III. Bedeutung für die Praxis

Interessant, aber nicht überzeugend

Eine interessante Fallgestaltung, aber keine überzeugende Lösung. Ausgangspunkt ist eine leidige, aber in der Praxis nicht eben seltene Konstellation: Durch Polizei oder StA werden für ein BtM-Delikt und bei Antreffen des Beschuldigten entdeckte andere Straftaten (oftmals Trunkenheits- oder Drogenfahrten nach § 316 StGB, dazu OLG Stuttgart a.a.O., hier die Widerstandshandlung) trotz desselben Sachverhaltes unterschiedliche Verfahren angelegt und getrennt betrieben.
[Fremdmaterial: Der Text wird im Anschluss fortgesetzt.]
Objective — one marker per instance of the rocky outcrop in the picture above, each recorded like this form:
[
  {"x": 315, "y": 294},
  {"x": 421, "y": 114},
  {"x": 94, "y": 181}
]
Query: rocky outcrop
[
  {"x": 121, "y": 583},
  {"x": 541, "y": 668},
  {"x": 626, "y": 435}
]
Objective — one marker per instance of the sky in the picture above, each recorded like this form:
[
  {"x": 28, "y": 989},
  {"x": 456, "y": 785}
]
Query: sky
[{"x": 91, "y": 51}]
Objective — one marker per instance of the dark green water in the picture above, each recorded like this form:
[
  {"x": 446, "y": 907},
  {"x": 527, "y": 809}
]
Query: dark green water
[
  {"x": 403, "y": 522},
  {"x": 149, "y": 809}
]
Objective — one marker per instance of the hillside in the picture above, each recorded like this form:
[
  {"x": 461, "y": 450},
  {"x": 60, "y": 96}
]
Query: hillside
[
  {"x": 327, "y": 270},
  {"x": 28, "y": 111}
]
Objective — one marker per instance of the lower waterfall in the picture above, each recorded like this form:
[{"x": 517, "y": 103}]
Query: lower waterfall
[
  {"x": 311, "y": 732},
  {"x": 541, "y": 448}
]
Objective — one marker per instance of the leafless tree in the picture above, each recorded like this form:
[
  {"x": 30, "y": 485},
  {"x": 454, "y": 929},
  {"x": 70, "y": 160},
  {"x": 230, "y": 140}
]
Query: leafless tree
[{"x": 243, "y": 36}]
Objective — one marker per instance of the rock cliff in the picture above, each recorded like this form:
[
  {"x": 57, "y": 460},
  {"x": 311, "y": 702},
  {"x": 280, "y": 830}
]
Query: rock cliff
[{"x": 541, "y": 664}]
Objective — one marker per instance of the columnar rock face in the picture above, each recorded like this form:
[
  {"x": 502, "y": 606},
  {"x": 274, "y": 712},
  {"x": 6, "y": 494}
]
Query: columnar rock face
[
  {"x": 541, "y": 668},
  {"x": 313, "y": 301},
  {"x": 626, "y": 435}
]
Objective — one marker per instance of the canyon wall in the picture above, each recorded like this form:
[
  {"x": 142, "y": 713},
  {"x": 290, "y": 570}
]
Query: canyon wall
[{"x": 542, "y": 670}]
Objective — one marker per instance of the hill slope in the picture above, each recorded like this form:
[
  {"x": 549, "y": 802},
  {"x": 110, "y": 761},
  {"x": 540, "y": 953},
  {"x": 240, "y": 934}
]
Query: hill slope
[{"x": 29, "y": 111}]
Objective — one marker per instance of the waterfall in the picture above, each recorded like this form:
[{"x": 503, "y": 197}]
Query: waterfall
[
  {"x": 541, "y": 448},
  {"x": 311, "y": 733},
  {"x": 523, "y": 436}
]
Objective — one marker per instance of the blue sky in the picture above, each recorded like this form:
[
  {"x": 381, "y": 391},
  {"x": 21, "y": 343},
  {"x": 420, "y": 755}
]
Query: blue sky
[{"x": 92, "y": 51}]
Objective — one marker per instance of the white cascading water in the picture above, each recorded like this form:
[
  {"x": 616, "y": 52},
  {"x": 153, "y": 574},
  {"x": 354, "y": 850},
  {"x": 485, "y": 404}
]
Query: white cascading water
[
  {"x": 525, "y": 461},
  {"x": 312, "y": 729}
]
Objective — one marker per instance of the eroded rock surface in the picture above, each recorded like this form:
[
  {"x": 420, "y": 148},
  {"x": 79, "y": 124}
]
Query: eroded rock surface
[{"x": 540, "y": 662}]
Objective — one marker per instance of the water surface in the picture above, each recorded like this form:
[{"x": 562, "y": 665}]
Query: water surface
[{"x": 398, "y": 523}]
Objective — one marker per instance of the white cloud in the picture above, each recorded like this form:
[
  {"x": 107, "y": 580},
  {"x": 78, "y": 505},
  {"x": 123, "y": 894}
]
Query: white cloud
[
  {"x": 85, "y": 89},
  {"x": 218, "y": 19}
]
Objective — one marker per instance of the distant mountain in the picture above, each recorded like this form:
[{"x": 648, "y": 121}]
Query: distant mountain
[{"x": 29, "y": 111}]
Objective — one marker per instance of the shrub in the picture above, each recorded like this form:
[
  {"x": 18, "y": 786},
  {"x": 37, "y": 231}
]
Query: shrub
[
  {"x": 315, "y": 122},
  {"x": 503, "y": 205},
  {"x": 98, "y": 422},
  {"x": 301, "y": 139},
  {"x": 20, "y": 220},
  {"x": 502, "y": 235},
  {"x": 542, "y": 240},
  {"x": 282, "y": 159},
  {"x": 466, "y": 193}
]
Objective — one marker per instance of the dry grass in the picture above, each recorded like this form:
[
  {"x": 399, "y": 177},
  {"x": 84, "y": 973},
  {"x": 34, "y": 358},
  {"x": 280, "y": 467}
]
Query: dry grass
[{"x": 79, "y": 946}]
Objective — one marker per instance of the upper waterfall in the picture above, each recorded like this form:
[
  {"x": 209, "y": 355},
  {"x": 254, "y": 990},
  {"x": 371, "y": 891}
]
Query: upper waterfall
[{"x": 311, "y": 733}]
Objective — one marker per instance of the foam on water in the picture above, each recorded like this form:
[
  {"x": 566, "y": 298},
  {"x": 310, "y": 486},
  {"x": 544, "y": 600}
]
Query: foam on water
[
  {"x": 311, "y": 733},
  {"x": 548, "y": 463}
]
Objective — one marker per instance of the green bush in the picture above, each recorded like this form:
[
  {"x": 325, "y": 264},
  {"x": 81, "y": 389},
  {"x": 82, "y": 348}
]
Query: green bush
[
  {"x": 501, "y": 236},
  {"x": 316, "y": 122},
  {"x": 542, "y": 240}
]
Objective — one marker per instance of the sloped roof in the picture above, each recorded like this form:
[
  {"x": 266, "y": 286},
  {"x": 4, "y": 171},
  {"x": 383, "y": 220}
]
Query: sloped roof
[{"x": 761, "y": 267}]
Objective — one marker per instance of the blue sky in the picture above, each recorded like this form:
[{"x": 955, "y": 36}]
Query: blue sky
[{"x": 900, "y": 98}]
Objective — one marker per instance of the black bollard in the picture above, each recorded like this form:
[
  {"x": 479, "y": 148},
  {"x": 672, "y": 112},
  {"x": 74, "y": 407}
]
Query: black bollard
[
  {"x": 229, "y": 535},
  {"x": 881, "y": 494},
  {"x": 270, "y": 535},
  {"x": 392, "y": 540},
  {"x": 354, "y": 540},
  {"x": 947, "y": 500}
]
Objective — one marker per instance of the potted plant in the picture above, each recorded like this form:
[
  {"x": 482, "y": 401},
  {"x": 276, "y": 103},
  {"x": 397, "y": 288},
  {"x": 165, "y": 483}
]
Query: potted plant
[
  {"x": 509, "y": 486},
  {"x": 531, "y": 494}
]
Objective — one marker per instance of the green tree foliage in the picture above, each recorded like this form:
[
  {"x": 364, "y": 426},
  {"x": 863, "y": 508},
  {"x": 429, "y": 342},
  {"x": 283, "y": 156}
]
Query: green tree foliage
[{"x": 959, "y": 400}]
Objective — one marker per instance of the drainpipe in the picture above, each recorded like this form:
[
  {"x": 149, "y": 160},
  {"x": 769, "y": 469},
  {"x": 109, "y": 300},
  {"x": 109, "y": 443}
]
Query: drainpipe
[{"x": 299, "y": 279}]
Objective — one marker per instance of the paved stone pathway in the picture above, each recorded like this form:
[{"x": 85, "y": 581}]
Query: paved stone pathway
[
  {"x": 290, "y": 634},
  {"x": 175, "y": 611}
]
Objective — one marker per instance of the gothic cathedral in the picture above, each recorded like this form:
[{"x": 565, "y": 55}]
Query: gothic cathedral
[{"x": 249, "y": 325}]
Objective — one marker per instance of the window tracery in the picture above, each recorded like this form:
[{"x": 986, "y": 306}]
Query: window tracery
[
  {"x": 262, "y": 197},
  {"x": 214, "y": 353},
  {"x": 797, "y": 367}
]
Nicht immer wird dies aktenkundig gemacht. Liegt in dem zweiten Verfahren noch keine rechtskräftige Verurteilung vor, ist das Verfahren wegen des Verfahrenshindernisses „ne bis in idem“ einzustellen (§§ 206a, 260 Abs. 3 StPO). Schwierig wird es, wenn wie hier eine zweite rechtskräftige Verurteilung erfolgt ist. Deren Aufhebung ist zum einen über die Wiederaufnahme des Verfahrens zugunsten des Verurteilten möglich, da eine Verfahrenseinstellung der Freisprechung gem. § 359 Nr. 5 StPO gleichsteht (Meyer-Goßner/Schmitt, a.a.O.). Der hier vom AG gewählte, wenn auch nicht als solcher bezeichnete Weg, stattdessen gem. § 458 Abs. 1 StPO die Unzulässigkeit der Strafvollstreckung festzustellen, wird teilweise anerkannt (OLG Koblenz NStZ 1981, 195; a.A. OLG Saarbrücken NStZ-RR 2003, 180 zu der vergleichbaren Problematik der doppelten Gesamtstrafenbildung). Aber auch das hilft hier nicht weiter und darin liegt der Fehler des AG. Diese Korrektur nach § 458 Abs. 1 StPO ist nur auf entsprechende Einwendung des Verurteilten oder seines Verteidigers zulässig. Einwendungen der StA als Vollstreckungsbehörde zugunsten des Verurteilten und damit auch der Antrag hier sind mangels Einwendungsberechtigung nicht statthaft (Meyer-Goßner/Schmitt, § 458 Rn 5, 7). Hier hätte die StA oder das Gericht nach Erhebung des „Antrags“ den Verurteilten auf das Verfahrenshindernis hinweisen sollen, um diesen zur Erhebung der Einwendung zu veranlassen. Tut er dies nicht, bleibt nur der deutlich aufwändigere Weg der Wiederaufnahme des Verfahrens auf Antrag der StA, als welcher der hier erfolgte Antrag dann wohl auszulegen wäre (wenn auch wohl beim unzuständigen Gericht eingelegt, § 140a GVG). Allenfalls der vereinfachte Weg der sofortigen Freisprechung nach § 371 StPO wäre dann angezeigt. Der Fall zeigt wieder einmal die Notwendigkeit für den Tatrichter, durch Beiziehung aktueller BZR-Auszüge und Prüfung in der gerichtsinternen Datenbank festzustellen, ob parallele Verfahren abgeurteilt wurden oder anhängig sind.